Cave Story, Shovel Knight, Freedom Planet, Runbow, Volgarr the Viking, Dust: An Elyssian Tale, FEZ, Azure Striker Gunvolt, Shantae and the Pirates Curse are all great indie platformers. There's literally no reason to get Mighty No 9. And coming up you have Shantae Half Genie Hero, Freedom Planet 2, Bloodstained: Ritual of the Night (the current demo already looks better than Mighty No 9), and Yooka Laylee. Mighty No 9 is inexcusably bad and waste of time in a genre set that is so saturated with quality entries.

  • +1
Ganoncrotch (on 27 June 2016)

add rogue legacy to that list, the one thing I love absolutely about Rogue Legacy and the above mentioned An Elyssian tale is that if you are good at the games controls you can avoid damage in almost all scenarios (see my sig for a youtube vid of me downing one close to impossible boss in rogue legacy with zero damage taken) just because the controls allow you to, reading this review about deaths being caused by bad hit detection, controls and item collision just absolutely seals any chance of redemption of this title I think. Dying in a game can be annoying if it's the fault of the player, but when the game itself is at fault for a death it's just depressing.

  • +2
Eagle367 (on 27 June 2016)

I liked it somewhat.

Zenos (on 27 June 2016)

4 million dollars and one of the most successful Kickstarter campaigns resulted into this. MN9 should serve as a warning of how wrong crowdfunded games can go.

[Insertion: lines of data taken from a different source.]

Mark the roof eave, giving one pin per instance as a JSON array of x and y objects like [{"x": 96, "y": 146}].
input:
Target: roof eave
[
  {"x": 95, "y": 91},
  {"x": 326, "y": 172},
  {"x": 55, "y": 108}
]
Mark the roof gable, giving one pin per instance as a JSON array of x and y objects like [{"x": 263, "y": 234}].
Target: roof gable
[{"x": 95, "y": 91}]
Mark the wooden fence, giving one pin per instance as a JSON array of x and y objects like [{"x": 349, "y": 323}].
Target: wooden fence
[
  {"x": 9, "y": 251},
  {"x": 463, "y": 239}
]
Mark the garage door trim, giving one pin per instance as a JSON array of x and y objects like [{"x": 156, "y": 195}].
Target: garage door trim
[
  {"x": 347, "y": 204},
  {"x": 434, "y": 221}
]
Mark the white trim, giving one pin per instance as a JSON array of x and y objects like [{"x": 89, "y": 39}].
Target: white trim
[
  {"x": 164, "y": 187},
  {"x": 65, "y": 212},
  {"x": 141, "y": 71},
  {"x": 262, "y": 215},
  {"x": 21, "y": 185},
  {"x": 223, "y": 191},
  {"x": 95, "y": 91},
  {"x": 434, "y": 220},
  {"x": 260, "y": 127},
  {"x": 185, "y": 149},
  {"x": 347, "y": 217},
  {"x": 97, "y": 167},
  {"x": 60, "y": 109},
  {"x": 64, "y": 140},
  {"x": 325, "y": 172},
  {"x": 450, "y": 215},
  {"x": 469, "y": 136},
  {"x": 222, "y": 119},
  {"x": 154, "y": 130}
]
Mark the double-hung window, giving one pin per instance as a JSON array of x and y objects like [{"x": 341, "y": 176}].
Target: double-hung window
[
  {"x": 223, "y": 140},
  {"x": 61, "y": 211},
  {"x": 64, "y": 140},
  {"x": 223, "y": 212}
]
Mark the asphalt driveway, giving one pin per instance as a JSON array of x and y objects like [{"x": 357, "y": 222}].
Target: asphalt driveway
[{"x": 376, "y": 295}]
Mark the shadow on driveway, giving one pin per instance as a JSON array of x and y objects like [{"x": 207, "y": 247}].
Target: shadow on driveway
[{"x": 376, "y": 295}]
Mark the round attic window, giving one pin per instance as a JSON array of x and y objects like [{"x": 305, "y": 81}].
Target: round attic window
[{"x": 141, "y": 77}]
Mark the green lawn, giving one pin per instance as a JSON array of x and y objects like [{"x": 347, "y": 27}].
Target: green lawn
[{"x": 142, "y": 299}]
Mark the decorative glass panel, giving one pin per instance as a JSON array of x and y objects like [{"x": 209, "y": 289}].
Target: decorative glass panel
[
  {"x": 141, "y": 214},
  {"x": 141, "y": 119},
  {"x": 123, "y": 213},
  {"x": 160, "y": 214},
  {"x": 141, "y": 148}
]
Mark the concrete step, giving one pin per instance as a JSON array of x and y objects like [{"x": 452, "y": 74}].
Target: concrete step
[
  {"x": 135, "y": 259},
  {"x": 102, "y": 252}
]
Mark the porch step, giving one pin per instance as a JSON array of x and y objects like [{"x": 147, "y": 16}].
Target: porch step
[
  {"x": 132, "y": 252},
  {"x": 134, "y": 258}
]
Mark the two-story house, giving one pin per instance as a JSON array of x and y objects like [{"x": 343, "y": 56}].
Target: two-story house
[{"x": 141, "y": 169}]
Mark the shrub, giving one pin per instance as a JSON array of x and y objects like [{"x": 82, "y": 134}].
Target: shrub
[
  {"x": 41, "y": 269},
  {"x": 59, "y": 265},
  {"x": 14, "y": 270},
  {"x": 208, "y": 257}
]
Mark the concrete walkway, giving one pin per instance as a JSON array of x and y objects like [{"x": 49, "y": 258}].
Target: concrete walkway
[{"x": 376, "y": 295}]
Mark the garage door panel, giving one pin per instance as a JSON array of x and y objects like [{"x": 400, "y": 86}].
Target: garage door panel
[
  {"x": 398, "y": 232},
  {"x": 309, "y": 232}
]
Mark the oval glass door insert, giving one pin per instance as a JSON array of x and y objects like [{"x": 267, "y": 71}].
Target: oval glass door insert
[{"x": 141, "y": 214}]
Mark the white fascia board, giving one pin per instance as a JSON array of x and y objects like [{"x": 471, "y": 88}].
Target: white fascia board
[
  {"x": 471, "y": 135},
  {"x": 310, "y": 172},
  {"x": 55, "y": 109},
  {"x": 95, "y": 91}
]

Nuvendil (on 27 June 2016)

The problem is people give these industry devs too much special treatment. Many don't bring nearly enough to show when their Kickstarter launches. They get their money on their names when a normal team would struggle. When people put that much trust in a name, misfires will happen

  • +1
Zenos (on 28 June 2016)

@Nuvendil My point is that Kickstarter is a very risky system that doesn't give backers any control and there is no guarantee for the quality of the final product. MN9 is a prime example of that.

  • 0
Nuvendil (on 28 June 2016)

Of course there's risk, there's always risk. Whether you're a publisher putting money into a game or a backer on Kickstarter or a preorderer, you have no guarantee the money you put down before a product is finished will be returned to you in quality of the product. However, it's not that hard to spot good Kickstarters vs bad Kickstarters vs Kickstarters that don't give you nearly enough info. My point is most of these veterans doing their indie projects fall into the third or even second category but people treat them like they fall into category 1 which is what leads to Mighty No 9.

  • 0
Zenos (on 29 June 2016)

@Nuvendil The difference is that a publisher has control over the direction of the project and the design decisions. This is not true for Kickstarter backers. Also the publisher profits from the game success unlike the backers.

You can cancel a preorder at any time, which is not true for Kickstarter backing.

So crowdfunding is just throwing your money into a hat hoping that something good will happen.